This week was our first week back doing official "school" after the holidays. I knew that it would be an easy week, since we were just getting back in the swing of things. For the first four days, we finished up our Constitution Celebration unit that we abandoned when the holidays arrived. But today, I had planned for NO SCHOOL! That is one good thing about homeschooling: you can deem it a home ec day if you need to!
Well, I should have known that, even though we were having no structured school today, it didn't mean we wouldn't be learning something. And sure enough...
While we were eating lunch, Little Man asked me, "Are you a vegetarian?" "No," I told him. "I'm what they call a peskatarian. I eat fish and a little chicken, so I'm not exactly a vegetarian." "You're a WHAT?"
So that got us talking about the differences in a vegetarian, a vegan, and a peskatarian. A vegetarian eats no meat, but will eat the by-products of animals - like eggs, cheese, and milk. A vegan, on the other hand, won't eat meat OR any of the by-products of animals. They have milk substitutes, meat substitutes, cheese substitutes - nothing that I really think tastes good, but that's just my opinion. And then you have a peskatarian. A peskatarian will eat fish and chicken occasionally, but mostly leans towards a plant and grain diet. I, personally, avoid all red meat, because it gives me a terrible stomach ache, and I really don't care for the taste of smell of it. So there you have all the differences. Now you know.
For some reason, we started talking about shrimp, and how, as a peskatarian, I still LOVE to eat them! Britches started talking about "that nasty black line on the back of the shrimp", and how she usually tries to get rid of that before she eats it. I told her I do the same thing, because, well, you know what that is. She looked at me kind of funny, and then, she and Little Man, at the same time, said, "GROSS!! You mean that's POOP?! Oh that is NASTY!"

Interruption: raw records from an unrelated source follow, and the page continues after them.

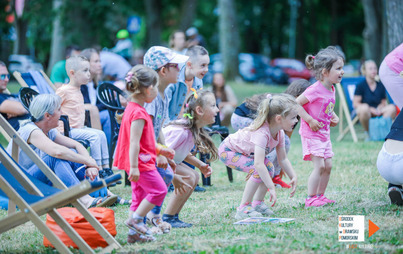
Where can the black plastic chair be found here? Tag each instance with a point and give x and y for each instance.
(109, 95)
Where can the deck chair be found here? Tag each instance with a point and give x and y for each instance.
(35, 198)
(346, 90)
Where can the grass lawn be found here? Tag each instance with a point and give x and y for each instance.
(355, 184)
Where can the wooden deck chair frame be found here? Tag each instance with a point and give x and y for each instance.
(32, 213)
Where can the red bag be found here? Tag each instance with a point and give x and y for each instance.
(105, 216)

Well, to be honest, I really didn't KNOW for a fact that the nasty black line down the back of a shrimp was poop. I just knew it was called the vein and that you were supposed to take it out. So, off we went to my trusty computer to look up a diagram of a shrimp and see if we could figure anything out.
The diagram that we looked at really didn't show us much, except that the tail was really the different abdominal segments. So we looked a little further. I went to the Straight Dope website, who say they have been "fighting ignorance since 1973." I knew this was the place to find the answer to our poop question. Check out what they have to say about a "shrimp vein."
Needless to say, we learned that a "shrimp vein" is actually the shrimps intestines, and the "black stuff" is the contents thereof. When I read that to the kids, Britches said, "What's an intestine?" Little Man and I both looked at her funny, and Little Man proceeded to tell her that your intestines are what pushes the poop out of you. (See, all those human body lessons we did last year have paid off!) She was completely grossed out!
After much research on the topic of shrimp poop, we have concluded that the best thing to do, aside from never eating shrimp (which isn't really an option), is to take out the shrimp intestines before ingesting. I mean, who really wants to eat sand, decayed vegetation and decomposing bits of dead animal, I would just like to know.
So there you have it. Our day of no school really turned out to be quite educational. It always does. That is the beauty of homeschooling. Life is school and school is life. You can never get away from learning when you are spending all your days with your children. And I'll bet they don't teach THAT in a textbook!